Updating your Continuous Test
In this Notebook walkthrough, we will show how to update an AI Firewall after it has been deployed to production. The Firewall can be updated live to account for many service changes, such as modifying the reference dataset and upgrading the model, or configuring individual tests.
Latest Colab version of this notebook available here
Install dependencies
[ ]:
!pip install rime-sdk &> /dev/null
!pip install https://github.com/RobustIntelligence/ri-public-examples/archive/master.zip
[ ]:
from pathlib import Path
from tempfile import TemporaryDirectory
from typing import List
import pandas as pd
from ri_public_examples.download_files import download_files
from rime_sdk import Client
Download and prep data
[ ]:
download_files('tabular-2.0/fraud', 'fraud')
ct_data = pd.read_csv("fraud/data/fraud_incremental.csv")
ct_data[:len(ct_data)//2].to_csv("fraud/data/fraud_incremental_0.csv", index=False)
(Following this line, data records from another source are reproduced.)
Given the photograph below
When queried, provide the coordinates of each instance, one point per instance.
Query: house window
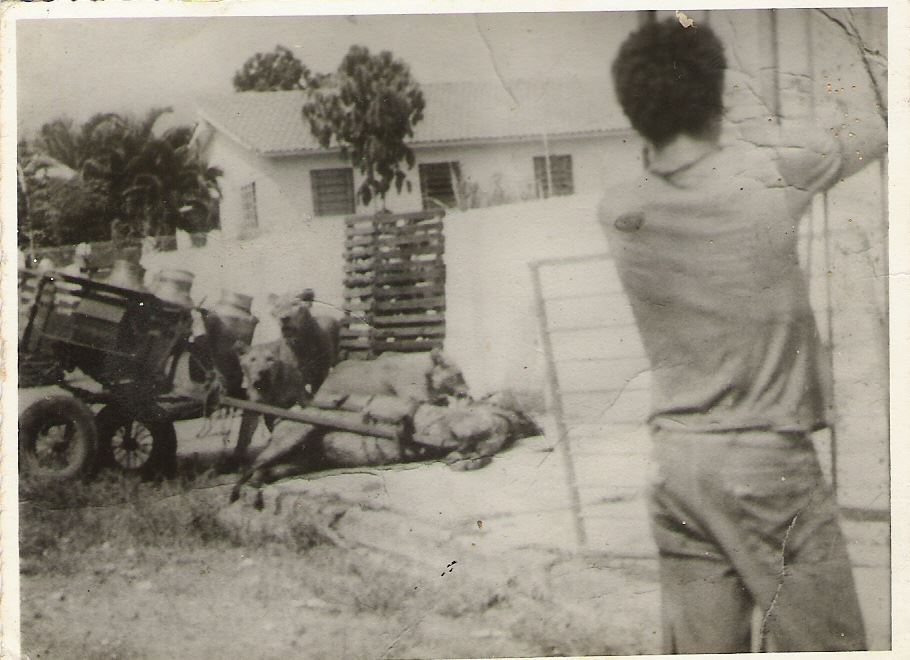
(560, 175)
(248, 205)
(333, 191)
(438, 183)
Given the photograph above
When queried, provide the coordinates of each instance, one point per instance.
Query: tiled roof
(271, 123)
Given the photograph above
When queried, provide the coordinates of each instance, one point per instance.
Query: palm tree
(140, 184)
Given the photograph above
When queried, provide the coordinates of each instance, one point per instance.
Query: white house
(478, 144)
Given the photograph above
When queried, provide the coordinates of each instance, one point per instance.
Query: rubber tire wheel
(162, 459)
(55, 410)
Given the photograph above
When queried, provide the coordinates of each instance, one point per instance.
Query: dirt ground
(121, 569)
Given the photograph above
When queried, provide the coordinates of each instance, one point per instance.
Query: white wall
(284, 193)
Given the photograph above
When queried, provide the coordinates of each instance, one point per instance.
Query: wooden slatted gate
(394, 283)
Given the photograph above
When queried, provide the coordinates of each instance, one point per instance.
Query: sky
(76, 67)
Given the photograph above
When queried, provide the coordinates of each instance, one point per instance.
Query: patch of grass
(558, 631)
(61, 521)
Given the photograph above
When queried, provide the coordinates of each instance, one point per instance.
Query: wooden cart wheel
(146, 448)
(57, 438)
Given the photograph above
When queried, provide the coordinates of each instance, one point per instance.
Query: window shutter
(333, 191)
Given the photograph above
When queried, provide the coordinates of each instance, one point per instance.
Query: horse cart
(114, 352)
(110, 349)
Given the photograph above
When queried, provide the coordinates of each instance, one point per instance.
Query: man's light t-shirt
(706, 249)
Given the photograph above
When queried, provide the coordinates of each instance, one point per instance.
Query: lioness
(421, 377)
(416, 377)
(313, 338)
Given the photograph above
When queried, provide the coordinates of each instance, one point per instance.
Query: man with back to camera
(706, 248)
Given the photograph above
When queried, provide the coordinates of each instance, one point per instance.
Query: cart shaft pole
(335, 420)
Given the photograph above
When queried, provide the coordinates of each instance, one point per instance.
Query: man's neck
(683, 151)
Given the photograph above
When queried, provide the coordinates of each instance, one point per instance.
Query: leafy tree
(368, 109)
(269, 72)
(122, 175)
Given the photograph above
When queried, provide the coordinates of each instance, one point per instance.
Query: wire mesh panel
(598, 383)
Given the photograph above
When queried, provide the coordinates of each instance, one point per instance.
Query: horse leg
(287, 437)
(248, 423)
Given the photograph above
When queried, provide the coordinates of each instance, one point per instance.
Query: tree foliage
(270, 72)
(123, 176)
(369, 109)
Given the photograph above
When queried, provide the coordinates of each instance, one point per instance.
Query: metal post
(555, 400)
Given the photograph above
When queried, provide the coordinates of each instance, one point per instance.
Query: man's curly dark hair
(669, 80)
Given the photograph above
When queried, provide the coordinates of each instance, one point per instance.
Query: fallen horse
(395, 409)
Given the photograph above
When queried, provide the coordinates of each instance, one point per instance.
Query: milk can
(234, 311)
(127, 275)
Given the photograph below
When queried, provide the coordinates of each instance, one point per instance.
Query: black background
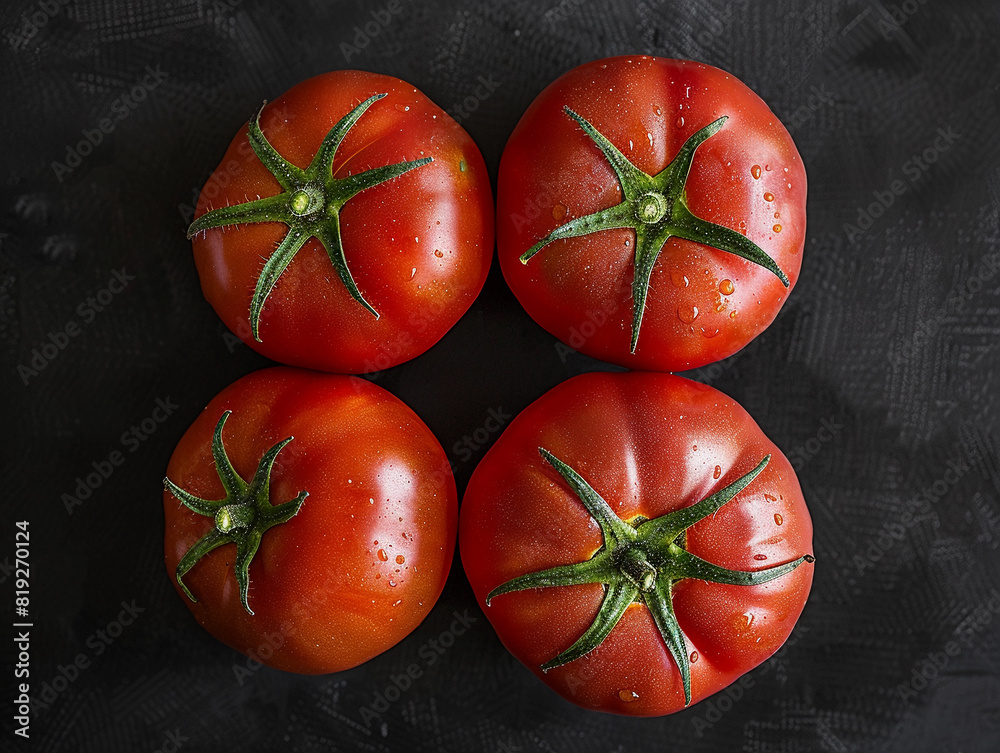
(890, 335)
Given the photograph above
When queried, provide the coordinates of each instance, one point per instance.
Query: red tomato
(357, 246)
(615, 248)
(360, 553)
(717, 597)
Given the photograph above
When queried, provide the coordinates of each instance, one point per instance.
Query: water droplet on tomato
(687, 314)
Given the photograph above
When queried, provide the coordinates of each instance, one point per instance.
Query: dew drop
(687, 315)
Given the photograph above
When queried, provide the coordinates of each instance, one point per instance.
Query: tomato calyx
(309, 204)
(641, 562)
(241, 517)
(655, 207)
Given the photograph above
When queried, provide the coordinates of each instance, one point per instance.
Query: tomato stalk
(241, 517)
(309, 205)
(641, 563)
(655, 207)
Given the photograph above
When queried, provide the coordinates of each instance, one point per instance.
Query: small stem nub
(637, 568)
(231, 517)
(652, 208)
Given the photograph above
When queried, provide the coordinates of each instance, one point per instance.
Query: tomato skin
(631, 436)
(579, 289)
(309, 318)
(318, 585)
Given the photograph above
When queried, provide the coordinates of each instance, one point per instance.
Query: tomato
(350, 499)
(651, 212)
(348, 227)
(637, 542)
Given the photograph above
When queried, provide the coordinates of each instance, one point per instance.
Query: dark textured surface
(890, 337)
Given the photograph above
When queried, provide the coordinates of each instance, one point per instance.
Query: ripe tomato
(651, 212)
(355, 520)
(695, 587)
(351, 225)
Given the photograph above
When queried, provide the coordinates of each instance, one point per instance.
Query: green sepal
(655, 207)
(241, 517)
(641, 563)
(309, 204)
ct_data[len(ct_data)//2:].to_csv("fraud/data/fraud_incremental_1.csv", index=False)
ct_preds = pd.read_csv("fraud/data/fraud_incremental_preds.csv")
ct_preds[:len(ct_preds)//2].to_csv("fraud/data/fraud_incremental_0_preds.csv", index=False)
ct_preds[len(ct_preds)//2:].to_csv("fraud/data/fraud_incremental_1_preds.csv", index=False)
Instantiate RIME client and create project
[ ]:
API_TOKEN = '' # PASTE API_KEY
CLUSTER_URL = '' # PASTE DEDICATED DOMAIN OF RIME SERVICE (eg: rime.stable.rbst.io)
[ ]:
client = Client(CLUSTER_URL, API_TOKEN)
[ ]:
description = (
"Create an AI Firewall and update the configuration after it is deployed to production."
" Demonstration uses a tabular binary classification dataset"
" and model that simulates credit card fraud detection."
)
project = client.create_project(
"AI Firewall Configuration Demo",
description,
"MODEL_TASK_BINARY_CLASSIFICATION"
)
Upload data to S3 and register dataset and prediction set
[ ]:
from datetime import datetime
dt = str(datetime.now())
# Note: models and datasets need to have unique names.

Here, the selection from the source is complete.